Morning everyone..I picked up this partial taller framed partial bike yesterday; block chain.wedge seat post.unfortunately the bars have rust holes..It came with a nice juvenile seat..Badge area doesnt show a silhouette of a badge  
Any thoughts..Ill gladly take better pictures if needed..


----------



## Goldenindian (Aug 26, 2017)

Bottom bracket? Any numbers?


----------



## rustyspoke66 (Aug 26, 2017)

Looks teens Westfield.


----------



## bikesnbuses (Aug 26, 2017)

BB pics..no numbers..


----------



## Andrew Gorman (Aug 26, 2017)

I've seen the clamped bottom bracket before- I'd move it more to ca.1900.


----------



## bikewhorder (Aug 26, 2017)

bikesnbuses said:


> BB pics..no numbers..
> View attachment 666152 View attachment 666153 View attachment 666154



Whoa, didn't see that coming.


----------



## oddball (Aug 26, 2017)

Just a guess,but same sprocket,black finish and Detachable Hanger, though think different drop outs.1902/03


----------



## Cowboy in NC (Aug 27, 2017)

Looks like You maybe found a Treasure... Congrats----Cowboy


----------



## bikesnbuses (Aug 27, 2017)

Heres a picture of the rear hub.Sorry,I only have the rear..


----------



## redline1968 (Aug 27, 2017)

Columbia or pope roadster.. frame is wider than a track this is a 1901 track...exact same as the Indian track but the badge.


----------



## Rambler (Sep 22, 2017)

Did anyone ever figure out who the actual manufacturer of this bicycle is. Westfield or other? I have a similar ladies version with same rear dropout chain adjusters, same seat post, same fork. very similar crank etc. I'm sure it wasn't built by Indian but actually manufactured by someone else.  Thanks.

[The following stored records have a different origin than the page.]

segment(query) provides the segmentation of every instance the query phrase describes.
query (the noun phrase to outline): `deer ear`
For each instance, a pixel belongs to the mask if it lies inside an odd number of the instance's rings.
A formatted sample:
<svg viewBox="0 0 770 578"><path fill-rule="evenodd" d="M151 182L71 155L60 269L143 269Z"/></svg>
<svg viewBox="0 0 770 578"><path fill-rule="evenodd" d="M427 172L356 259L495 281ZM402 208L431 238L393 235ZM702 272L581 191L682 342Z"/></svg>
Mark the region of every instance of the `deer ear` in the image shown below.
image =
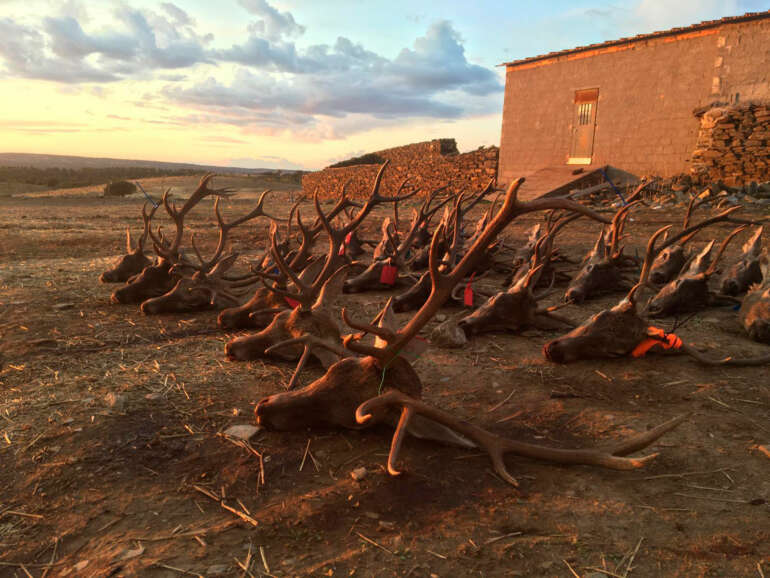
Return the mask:
<svg viewBox="0 0 770 578"><path fill-rule="evenodd" d="M350 265L343 265L326 280L318 293L318 298L313 303L311 308L313 311L329 309L338 305L336 301L342 295L342 284L345 282L349 267ZM333 315L332 318L338 316L339 314Z"/></svg>
<svg viewBox="0 0 770 578"><path fill-rule="evenodd" d="M759 270L762 271L762 282L770 285L770 255L767 251L763 251L759 258Z"/></svg>
<svg viewBox="0 0 770 578"><path fill-rule="evenodd" d="M299 280L307 285L312 285L315 278L318 277L318 274L321 272L321 269L323 269L323 266L323 259L314 258L299 274ZM292 283L292 286L293 285L294 284Z"/></svg>
<svg viewBox="0 0 770 578"><path fill-rule="evenodd" d="M591 254L604 256L604 251L607 247L606 236L607 230L602 227L602 230L599 232L599 236L596 239L596 243L594 243L594 248L591 251Z"/></svg>
<svg viewBox="0 0 770 578"><path fill-rule="evenodd" d="M393 313L393 297L388 299L388 302L385 304L385 307L382 308L378 317L379 321L377 321L377 327L389 329L393 333L396 332L396 315ZM374 346L383 349L388 346L388 342L381 337L376 337Z"/></svg>
<svg viewBox="0 0 770 578"><path fill-rule="evenodd" d="M126 227L126 253L131 253L134 250L131 244L131 229Z"/></svg>
<svg viewBox="0 0 770 578"><path fill-rule="evenodd" d="M757 232L743 244L741 250L747 257L757 258L762 253L762 233L764 227L757 229Z"/></svg>
<svg viewBox="0 0 770 578"><path fill-rule="evenodd" d="M220 259L219 262L214 265L214 268L208 272L208 276L221 277L235 265L236 259L238 259L238 253L233 253L232 255Z"/></svg>
<svg viewBox="0 0 770 578"><path fill-rule="evenodd" d="M712 249L714 249L713 240L708 245L706 245L703 248L703 250L693 258L693 260L690 262L690 266L685 270L685 272L697 274L697 273L703 273L706 269L708 269L708 266L711 263Z"/></svg>

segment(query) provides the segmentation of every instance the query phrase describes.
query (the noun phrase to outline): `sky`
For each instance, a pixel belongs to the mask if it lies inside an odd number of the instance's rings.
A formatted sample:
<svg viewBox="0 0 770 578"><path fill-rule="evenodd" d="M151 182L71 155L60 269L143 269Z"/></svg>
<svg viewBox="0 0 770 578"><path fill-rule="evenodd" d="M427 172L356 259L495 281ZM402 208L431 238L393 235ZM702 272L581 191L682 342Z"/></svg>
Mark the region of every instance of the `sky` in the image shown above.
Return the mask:
<svg viewBox="0 0 770 578"><path fill-rule="evenodd" d="M503 62L770 0L0 0L0 152L313 170L497 145Z"/></svg>

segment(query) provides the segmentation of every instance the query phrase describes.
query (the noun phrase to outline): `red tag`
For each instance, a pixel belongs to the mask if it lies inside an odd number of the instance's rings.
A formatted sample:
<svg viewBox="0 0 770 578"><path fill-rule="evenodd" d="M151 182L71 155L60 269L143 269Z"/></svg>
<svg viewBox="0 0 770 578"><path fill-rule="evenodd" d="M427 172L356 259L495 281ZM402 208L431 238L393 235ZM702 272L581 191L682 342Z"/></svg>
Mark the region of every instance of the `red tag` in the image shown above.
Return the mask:
<svg viewBox="0 0 770 578"><path fill-rule="evenodd" d="M463 305L466 307L473 307L473 287L471 287L471 283L473 283L473 278L475 276L476 273L471 275L471 278L468 280L468 284L465 286L465 291L463 291Z"/></svg>
<svg viewBox="0 0 770 578"><path fill-rule="evenodd" d="M383 285L395 285L398 278L398 267L395 265L383 265L380 273L380 283Z"/></svg>
<svg viewBox="0 0 770 578"><path fill-rule="evenodd" d="M284 297L284 299L286 300L287 305L292 309L296 309L300 306L300 302L296 299L292 299L291 297Z"/></svg>
<svg viewBox="0 0 770 578"><path fill-rule="evenodd" d="M465 291L463 291L463 305L473 307L473 288L470 283L465 286Z"/></svg>
<svg viewBox="0 0 770 578"><path fill-rule="evenodd" d="M337 252L337 254L342 257L345 254L345 247L350 245L350 239L353 238L353 231L345 235L345 241L340 245L340 250Z"/></svg>

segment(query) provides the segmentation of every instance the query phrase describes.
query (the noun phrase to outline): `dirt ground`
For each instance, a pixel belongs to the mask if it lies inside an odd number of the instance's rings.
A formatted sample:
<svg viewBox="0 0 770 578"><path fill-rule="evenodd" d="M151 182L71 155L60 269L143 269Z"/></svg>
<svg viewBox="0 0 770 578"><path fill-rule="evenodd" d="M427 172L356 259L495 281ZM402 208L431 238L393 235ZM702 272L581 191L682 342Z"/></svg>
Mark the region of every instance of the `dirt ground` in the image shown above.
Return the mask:
<svg viewBox="0 0 770 578"><path fill-rule="evenodd" d="M253 202L245 193L228 210ZM557 366L541 348L559 332L429 349L415 363L424 398L517 439L590 446L690 414L642 470L509 457L518 489L478 452L414 439L406 472L389 477L384 427L263 431L239 446L221 432L252 424L255 403L281 391L293 366L226 361L231 336L214 312L146 317L109 303L114 286L97 277L122 254L123 229L138 228L140 203L0 199L0 576L770 573L767 368L672 356ZM268 208L289 204L278 193ZM681 213L636 211L627 251ZM537 218L506 237L522 239ZM210 202L190 226L213 244ZM235 246L254 255L265 229L243 227ZM579 258L597 231L580 220L560 246ZM350 302L365 317L386 297ZM582 321L619 298L562 312ZM680 333L736 355L767 352L729 307ZM302 381L320 375L312 367ZM360 467L368 475L355 481Z"/></svg>

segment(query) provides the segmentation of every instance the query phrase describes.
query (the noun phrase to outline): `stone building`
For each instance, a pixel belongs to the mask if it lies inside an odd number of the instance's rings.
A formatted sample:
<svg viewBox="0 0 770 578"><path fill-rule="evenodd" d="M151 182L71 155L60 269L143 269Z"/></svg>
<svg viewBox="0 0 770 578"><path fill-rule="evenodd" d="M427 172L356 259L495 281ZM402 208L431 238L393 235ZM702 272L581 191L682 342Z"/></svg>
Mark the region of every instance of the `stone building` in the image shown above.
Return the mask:
<svg viewBox="0 0 770 578"><path fill-rule="evenodd" d="M767 117L751 108L766 111L770 104L770 11L504 66L498 184L567 165L611 164L637 175L687 172L696 145L702 155L703 147L713 144L711 133L699 139L702 123L707 131L714 124L713 115L704 115L712 107L738 107L744 116L736 118L764 118L753 137L741 133L741 125L733 126L747 142L753 138L753 148L729 139L716 144L734 145L738 164L757 173L752 178L770 180L761 162L762 156L770 157ZM743 162L743 155L760 161Z"/></svg>

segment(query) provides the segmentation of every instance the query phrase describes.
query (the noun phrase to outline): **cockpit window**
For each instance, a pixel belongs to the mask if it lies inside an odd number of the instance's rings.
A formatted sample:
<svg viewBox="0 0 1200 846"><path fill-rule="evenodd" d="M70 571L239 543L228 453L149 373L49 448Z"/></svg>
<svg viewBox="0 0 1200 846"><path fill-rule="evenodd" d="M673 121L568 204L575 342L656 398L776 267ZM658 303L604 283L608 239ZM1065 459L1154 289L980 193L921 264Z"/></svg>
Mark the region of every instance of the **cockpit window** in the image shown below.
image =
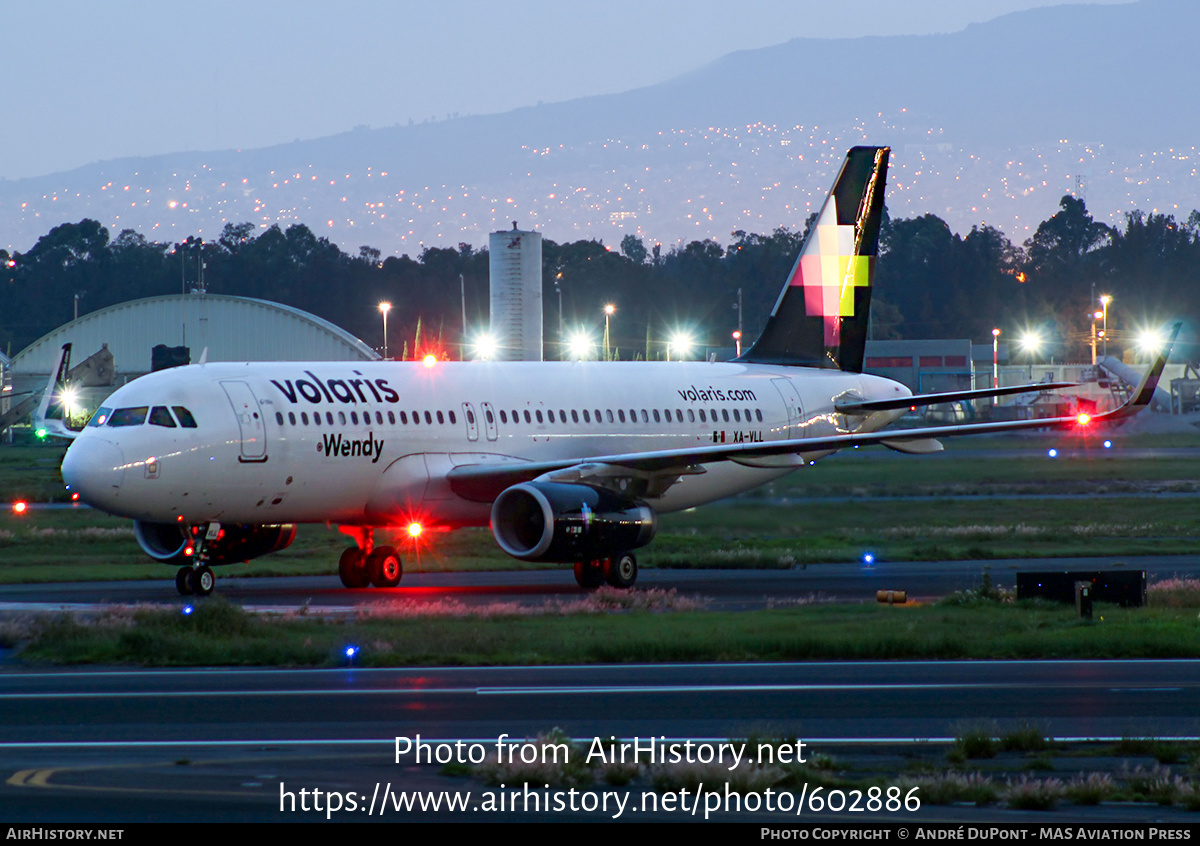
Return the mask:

View attachment 665916 View attachment 665917


----------



## shoe3 (Sep 22, 2017)

bikesnbuses said:


> Morning everyone..I picked up this partial taller framed partial bike yesterday; block chain.wedge seat post.unfortunately the bars have rust holes..It came with a nice juvenile seat..Badge area doesnt show a silhouette of a badge
> Any thoughts..Ill gladly take better pictures if needed..View attachment 665916 View attachment 665917



SWEET BIKE I LOVE IT, WOULD LIKE TO BUILD IT UP AND RIDE IT.


----------